Effect of icosapent ethyl on progression of coronary atherosclerosis in patients with elevated triglycerides on statin therapy: a prospective, placebo-controlled randomized trial (EVAPORATE): interim results

Aims Though statin therapy is known to stow coronary atherosclerosis progression and reduce cardiovascular (CV) events, significant CV risk still remains. In the REDUCE-IT study, icosapent ethyl (IPE) added to statin therapy reduced initial CV events by 25% and total CV events by 30%, but its effects on coronary atherosclerosis progression have not yet been fully investigated. Therefore, this study is to determine whether IPE 4g/day will result in a greater change from baseline in plaque volume measured by serial multidetector computed tomography than placebo in statin-treated patients. Methods and results EVAPORATE is a randomized, double-blind, placebo-controlled trial. Patients had to have coronary atherosclerosis coronary computed tomographic angiography (CCTA) (>= 1 angiographic stenoses with >= 20% narrowing), on stable statin therapy with low-density lipoprotein cholesterol levels 40-115 mg/dL, and persistently high triglyceride levels (135-499 mg/dL).

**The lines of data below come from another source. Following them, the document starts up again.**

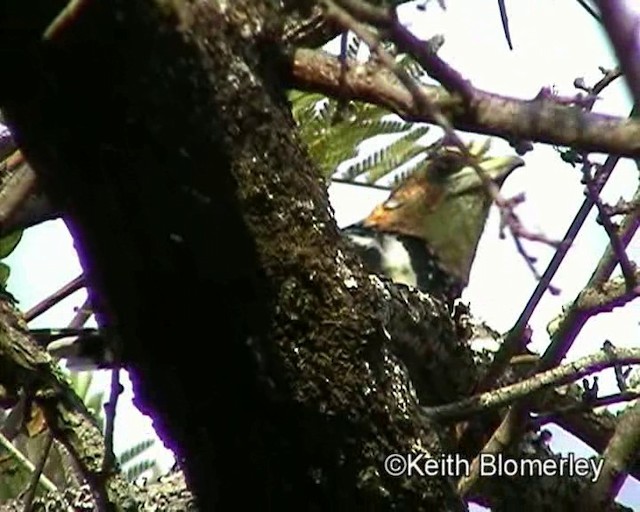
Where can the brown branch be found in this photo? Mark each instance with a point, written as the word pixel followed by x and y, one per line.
pixel 508 394
pixel 554 416
pixel 617 246
pixel 436 68
pixel 540 119
pixel 621 24
pixel 621 453
pixel 59 295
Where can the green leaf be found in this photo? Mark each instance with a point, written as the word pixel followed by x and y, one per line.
pixel 9 243
pixel 5 271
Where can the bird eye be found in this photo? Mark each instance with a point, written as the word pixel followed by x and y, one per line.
pixel 391 204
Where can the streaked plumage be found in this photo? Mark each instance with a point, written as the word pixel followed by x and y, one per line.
pixel 426 233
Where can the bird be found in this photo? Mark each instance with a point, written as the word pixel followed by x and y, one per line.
pixel 426 233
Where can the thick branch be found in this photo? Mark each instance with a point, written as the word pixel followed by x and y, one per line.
pixel 541 119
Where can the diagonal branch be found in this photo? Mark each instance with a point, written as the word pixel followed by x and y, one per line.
pixel 540 119
pixel 557 376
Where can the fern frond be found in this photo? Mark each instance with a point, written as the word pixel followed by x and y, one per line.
pixel 386 160
pixel 134 451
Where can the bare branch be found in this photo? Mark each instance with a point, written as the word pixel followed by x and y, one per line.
pixel 621 23
pixel 619 456
pixel 71 287
pixel 539 119
pixel 557 376
pixel 616 244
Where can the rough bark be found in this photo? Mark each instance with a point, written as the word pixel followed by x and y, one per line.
pixel 160 129
pixel 276 369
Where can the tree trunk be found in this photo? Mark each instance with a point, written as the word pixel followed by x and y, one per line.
pixel 162 131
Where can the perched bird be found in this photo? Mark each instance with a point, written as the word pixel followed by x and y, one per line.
pixel 426 233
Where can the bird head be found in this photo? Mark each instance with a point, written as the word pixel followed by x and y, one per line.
pixel 445 204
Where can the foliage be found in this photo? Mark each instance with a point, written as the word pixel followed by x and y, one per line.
pixel 60 467
pixel 333 131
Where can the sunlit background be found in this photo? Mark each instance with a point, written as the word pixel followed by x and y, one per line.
pixel 555 42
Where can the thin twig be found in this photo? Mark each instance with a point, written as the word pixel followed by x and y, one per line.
pixel 619 457
pixel 109 460
pixel 47 484
pixel 543 418
pixel 557 376
pixel 621 23
pixel 616 244
pixel 37 473
pixel 513 342
pixel 405 40
pixel 46 304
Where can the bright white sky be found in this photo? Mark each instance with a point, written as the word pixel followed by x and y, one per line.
pixel 555 42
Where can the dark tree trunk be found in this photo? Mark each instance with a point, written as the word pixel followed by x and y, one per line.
pixel 162 131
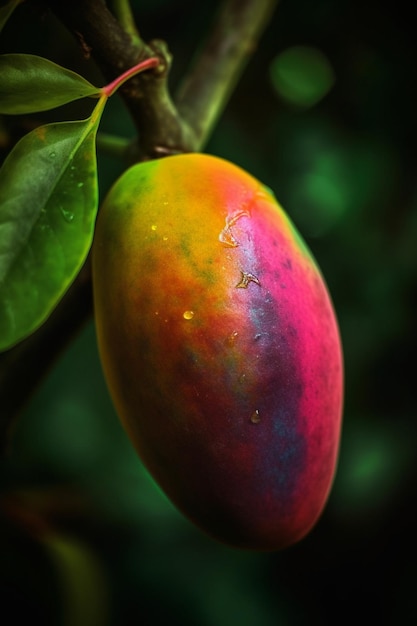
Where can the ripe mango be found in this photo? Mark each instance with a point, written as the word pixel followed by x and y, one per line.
pixel 220 347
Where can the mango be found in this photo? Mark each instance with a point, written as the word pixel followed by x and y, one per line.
pixel 220 347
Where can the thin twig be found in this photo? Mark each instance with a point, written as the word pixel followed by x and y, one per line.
pixel 201 99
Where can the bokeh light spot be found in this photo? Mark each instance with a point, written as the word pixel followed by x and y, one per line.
pixel 301 75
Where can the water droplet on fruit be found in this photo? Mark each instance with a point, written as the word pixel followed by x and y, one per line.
pixel 227 239
pixel 231 340
pixel 245 279
pixel 255 418
pixel 226 236
pixel 67 215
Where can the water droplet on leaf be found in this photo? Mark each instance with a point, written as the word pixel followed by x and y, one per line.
pixel 67 215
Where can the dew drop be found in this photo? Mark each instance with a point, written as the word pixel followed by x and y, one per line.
pixel 226 236
pixel 245 279
pixel 231 340
pixel 67 215
pixel 255 418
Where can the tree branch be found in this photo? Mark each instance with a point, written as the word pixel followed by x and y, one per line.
pixel 162 129
pixel 114 50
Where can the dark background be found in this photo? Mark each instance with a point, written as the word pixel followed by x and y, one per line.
pixel 86 539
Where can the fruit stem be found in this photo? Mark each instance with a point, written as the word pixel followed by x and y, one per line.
pixel 112 87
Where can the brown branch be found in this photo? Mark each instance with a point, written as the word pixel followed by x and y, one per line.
pixel 114 50
pixel 162 130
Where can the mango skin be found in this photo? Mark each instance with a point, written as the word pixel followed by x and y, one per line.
pixel 220 347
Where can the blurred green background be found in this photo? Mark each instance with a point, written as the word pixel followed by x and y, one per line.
pixel 325 116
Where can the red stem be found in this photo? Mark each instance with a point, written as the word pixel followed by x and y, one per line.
pixel 147 64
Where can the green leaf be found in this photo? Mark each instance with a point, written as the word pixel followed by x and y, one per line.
pixel 30 84
pixel 6 11
pixel 48 205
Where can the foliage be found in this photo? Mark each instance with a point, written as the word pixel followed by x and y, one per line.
pixel 74 498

Patients underwent an interim scan at 9 months and were followed for an additional 9 months with CCTA at 0, 9, and 18 months. Here, we present the protocol-specified interim efficacy results. A total of 80 patients were enrolled, with 67 completing the 9-month visit and having interpretable CCTA at baseline and at 9 months (age= 57 +/- 6 years, mate = 36, 63%). At the 9-month interim analysis, there was no significant change in low attenuation plaque (LAP) between active and placebo groups (74% vs. 94%, P= 0.469). However, there was slowing of total non-calcified plaque (sum of LAP, fibrofatty, and fibrous plaque) (35% vs. 43%, P= 0.010), total plaque (non-calcified + calcified plaque) (15% vs. 26%, P=0.0004), fibrous plaque (17% vs. 40%, P= 0.011), and calcified plaque (-1% vs. 9%, P=0.001), after adjustment by baseline plaque, age, sex, diabetes, baseline triglyceride levels, and statin use. Conclusion EVAPORATE is the first study using CCTA to evaluate the effects of IPE as an adjunct to statin therapy on atherosclerotic plaque characteristics in a high-risk CV population with persistently high triglyceride levels. It provides important mechanistic data in regards to the reduction in CV events in the REDUCE-IT clinical trial.

Automated summary

This study aims to evaluate the effects of IPE as an adjunct to statin therapy on atherosclerotic plaque characteristics in high-risk cardiovascular patients with persistently high triglyceride levels. The interim analysis at 9 months showed that while there was no significant change in low attenuation plaque, there was a slowing of total non-calcified plaque, total plaque, fibrous plaque, and calcified plaque in the IPE group compared to placebo.